Kathleen reached for her hat. “Looks like we got us an outing. Here, eight tomorrow?”
“Let’s make it seven,” said Beth.
For the first time in days Alice found she was smiling.
“Lord help the lot of you,” said Sophia, shaking her head.
TWENTY-FIVE
It was clear within a couple of hours of setting out why only Margery and Charley ever undertook the route to Arnott’s Ridge. Even in the benign conditions of early September, the route was remote and arduous, taking in steep crevasses, narrow ledges and a variety of obstacles to scrabble down or over, from ditches to fences to fallen trees. Alice had brought Charley, confident he would understand where he was going, and so it proved. He strode out willingly, his huge ears flicking backward and forward, following his own well-worn tracks along the creek bed and up the side of the ridge, the horses following on behind. There were no notches on trees here, no red ribbons; Margery had plainly never expected anyone but herself to take such a route, and Alice glanced behind her intermittently at the other women, hoping she could trust Charley as a guide.
Around them the air hung
thick and moist and the newly amber forests lay dense with fallen leaves, muffling sound as they made their way along the hidden trails. They rode in silence, focused on the unfamiliar terrain, only breaking off to praise their horses quietly or warn of some approaching obstacle.

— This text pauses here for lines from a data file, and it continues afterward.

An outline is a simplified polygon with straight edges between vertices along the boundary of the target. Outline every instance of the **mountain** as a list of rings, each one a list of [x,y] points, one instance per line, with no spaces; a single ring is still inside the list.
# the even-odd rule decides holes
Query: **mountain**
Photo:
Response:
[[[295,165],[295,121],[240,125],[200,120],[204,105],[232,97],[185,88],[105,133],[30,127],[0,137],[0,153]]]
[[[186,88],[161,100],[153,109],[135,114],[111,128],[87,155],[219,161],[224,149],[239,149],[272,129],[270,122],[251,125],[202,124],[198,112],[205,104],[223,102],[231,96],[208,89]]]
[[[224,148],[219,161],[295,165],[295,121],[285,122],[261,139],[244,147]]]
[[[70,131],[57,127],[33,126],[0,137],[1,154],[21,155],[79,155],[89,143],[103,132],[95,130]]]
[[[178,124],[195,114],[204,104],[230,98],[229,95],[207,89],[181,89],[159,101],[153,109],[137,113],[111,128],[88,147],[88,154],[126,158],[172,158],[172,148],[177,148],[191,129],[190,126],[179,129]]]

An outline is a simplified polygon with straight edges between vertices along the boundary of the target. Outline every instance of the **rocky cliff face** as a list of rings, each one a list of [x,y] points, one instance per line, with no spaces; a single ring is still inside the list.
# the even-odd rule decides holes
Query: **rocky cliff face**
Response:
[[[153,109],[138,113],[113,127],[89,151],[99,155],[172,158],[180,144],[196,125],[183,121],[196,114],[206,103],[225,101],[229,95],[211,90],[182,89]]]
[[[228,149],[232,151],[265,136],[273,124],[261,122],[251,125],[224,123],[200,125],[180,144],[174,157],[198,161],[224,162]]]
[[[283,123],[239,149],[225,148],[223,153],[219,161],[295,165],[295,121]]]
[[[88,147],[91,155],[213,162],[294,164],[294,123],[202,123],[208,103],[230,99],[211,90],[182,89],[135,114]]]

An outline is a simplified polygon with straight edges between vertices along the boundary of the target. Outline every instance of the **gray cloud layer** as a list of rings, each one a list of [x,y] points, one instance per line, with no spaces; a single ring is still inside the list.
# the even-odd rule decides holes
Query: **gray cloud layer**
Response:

It occurred to Alice as they headed along the track into the upper reaches of the mountains that they had never ridden together, not all of them, like this. And then that it was entirely possible this would be the last time she rode into the mountains.
In a week or so she would be making her way by train toward New York and the huge ocean liner that would take her to England, and a very different kind of existence. She turned in her saddle and looked at the group of women behind her and realized she loved them all, that leaving each of them, not just Fred, would be a wrench almost greater than anything she had endured up to now. She couldn’t imagine meeting women with whom she would feel so in tune, so close to in her next life, over polite chit-chat and cups of tea.
The other librarians would slowly forget her, their lives busy with work and families, and the ever-changing challenges of the seasons. Oh, they would promise to write, of course, but it wouldn’t be the same. There would be no more shared experiences, the cold wind on their faces, the warnings of snakes on tracks, or commiserations when one of them took a fall. She would gradually become a postscript to a story: Do you remember that English girl who rode with us for a while? Bennett Van Cleve’s wife?
“Think we’re getting close?” Kathleen broke into her thoughts, riding up alongside.
Alice pulled Charley to a halt, unfolding the map from her pocket. “Uh . . . according to this, it’s not far over that ridge,” she said, squinting at the hand-drawn images. “She said the sisters live four miles that way, and Nancy would always walk the last part because of the hanging bridge, so I make the McCullough house . . . somewhere over there.”
Beth scoffed. “You reading that map upside down? I know for a fact the damn bridge is that way.”